Authors: A. Barbato, M. Rondanini and C. Cavallotti
Affilation: Politecnico di Milano, Italy
Pages: 540 - 543
Keywords: Monte Carlo, density functional theory, CVD, silicon
Growth rates and morphology of thin solid films deposited through Chemical Vapor Deposition processes are strongly dependent on chemical-physical events that occur at time and length scales differing by several orders of magnitudes. Models adopted to study these complicated systems are usually focused on describing what happens on a single length scale. For example, ab initio calculations are often used to evaluate rates of elementary gas phase and surface reactions, which can then be inserted in rector models and used to simulate the growth process.
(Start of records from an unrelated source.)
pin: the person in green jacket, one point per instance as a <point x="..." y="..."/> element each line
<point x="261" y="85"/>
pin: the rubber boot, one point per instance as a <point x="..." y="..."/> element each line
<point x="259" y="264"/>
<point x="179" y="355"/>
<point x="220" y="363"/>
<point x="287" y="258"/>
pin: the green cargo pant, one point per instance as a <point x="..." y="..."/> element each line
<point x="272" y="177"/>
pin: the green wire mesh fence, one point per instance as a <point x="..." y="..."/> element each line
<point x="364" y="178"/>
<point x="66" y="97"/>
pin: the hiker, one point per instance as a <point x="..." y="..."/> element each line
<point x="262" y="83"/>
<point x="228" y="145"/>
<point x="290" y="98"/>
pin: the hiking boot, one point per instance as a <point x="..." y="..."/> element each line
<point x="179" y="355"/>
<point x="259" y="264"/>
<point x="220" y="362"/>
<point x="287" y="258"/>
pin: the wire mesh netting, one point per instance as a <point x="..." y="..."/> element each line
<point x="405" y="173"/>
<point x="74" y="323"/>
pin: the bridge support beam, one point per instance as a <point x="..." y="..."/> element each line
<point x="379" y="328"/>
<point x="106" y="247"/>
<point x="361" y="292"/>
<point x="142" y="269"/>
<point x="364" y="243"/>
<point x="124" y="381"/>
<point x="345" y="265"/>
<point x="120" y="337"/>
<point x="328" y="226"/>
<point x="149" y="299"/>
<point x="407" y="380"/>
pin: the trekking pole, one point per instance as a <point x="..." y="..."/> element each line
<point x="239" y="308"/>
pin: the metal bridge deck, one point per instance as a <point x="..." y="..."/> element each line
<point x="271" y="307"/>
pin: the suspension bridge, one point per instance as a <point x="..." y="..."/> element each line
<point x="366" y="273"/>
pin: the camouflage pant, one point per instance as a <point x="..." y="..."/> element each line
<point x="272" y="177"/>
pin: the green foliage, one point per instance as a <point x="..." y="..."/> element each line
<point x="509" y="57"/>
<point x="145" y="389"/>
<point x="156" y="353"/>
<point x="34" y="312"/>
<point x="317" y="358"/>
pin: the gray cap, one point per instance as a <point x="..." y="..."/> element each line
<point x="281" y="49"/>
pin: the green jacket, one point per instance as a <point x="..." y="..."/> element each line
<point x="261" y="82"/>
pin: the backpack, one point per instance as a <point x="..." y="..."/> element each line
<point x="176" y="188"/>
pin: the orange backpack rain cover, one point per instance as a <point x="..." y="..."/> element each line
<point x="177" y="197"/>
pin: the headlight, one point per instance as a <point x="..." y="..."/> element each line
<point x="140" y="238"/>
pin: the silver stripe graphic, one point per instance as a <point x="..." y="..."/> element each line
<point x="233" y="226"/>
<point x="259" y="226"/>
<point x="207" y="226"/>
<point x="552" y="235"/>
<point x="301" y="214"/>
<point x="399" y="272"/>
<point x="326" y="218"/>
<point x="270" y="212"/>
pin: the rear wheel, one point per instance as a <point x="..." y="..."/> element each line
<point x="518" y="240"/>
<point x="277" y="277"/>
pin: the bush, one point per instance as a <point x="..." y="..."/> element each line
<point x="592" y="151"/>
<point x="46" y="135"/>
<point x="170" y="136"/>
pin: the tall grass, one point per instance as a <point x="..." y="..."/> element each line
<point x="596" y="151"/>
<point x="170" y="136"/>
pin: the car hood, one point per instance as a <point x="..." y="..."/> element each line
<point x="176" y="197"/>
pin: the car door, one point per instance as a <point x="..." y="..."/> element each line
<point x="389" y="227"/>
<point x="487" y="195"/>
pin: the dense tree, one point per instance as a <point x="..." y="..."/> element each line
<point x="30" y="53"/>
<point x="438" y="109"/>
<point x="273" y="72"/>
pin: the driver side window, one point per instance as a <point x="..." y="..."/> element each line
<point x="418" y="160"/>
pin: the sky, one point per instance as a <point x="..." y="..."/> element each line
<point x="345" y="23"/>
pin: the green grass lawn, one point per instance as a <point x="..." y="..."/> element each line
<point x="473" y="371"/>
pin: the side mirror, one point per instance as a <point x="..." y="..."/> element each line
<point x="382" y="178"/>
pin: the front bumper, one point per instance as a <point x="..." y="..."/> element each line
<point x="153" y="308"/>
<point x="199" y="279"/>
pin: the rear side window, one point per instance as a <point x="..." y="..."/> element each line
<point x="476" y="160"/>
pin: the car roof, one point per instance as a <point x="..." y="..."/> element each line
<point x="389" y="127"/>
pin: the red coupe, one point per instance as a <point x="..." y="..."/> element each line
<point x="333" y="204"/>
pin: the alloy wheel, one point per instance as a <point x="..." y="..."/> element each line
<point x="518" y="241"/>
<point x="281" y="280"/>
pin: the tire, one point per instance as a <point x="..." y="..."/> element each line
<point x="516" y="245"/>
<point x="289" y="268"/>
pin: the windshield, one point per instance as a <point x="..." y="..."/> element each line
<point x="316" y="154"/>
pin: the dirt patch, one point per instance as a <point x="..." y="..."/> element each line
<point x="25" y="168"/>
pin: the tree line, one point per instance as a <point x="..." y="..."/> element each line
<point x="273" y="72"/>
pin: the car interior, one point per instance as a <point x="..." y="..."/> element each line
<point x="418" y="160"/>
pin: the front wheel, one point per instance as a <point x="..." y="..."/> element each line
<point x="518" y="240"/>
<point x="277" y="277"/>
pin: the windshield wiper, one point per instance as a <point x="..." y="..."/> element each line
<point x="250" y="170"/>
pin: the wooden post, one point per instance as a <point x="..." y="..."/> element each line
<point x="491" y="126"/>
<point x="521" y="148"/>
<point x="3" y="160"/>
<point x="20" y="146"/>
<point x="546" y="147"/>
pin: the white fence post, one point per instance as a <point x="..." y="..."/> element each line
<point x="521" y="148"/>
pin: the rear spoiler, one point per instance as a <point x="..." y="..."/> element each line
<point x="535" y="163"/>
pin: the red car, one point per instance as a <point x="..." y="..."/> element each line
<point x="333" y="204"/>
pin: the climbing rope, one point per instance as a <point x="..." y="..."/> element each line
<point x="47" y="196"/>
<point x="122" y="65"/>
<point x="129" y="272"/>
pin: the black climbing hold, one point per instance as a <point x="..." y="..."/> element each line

Generally, reactors models aimed at predicting film growth rates describe surface events fitting adsorption rates to experimental parameters or, if a surface kinetic scheme is used, imposing that the concentration of surface species is at the steady state. In such models the effect of surface morphology on film growth rate is usually neglected. In this work we show that the morphology of the growing film can have a significant impact on film growth rates affecting the surface reactivity. We base such conclusion on simulations of Si epitaxial deposition we performed using a multiscale CVD model in which we couple consistently the gas phase fluid dynamics to the surface morphological evolution, with kinetic constants of some key surface reactions determined from first principles.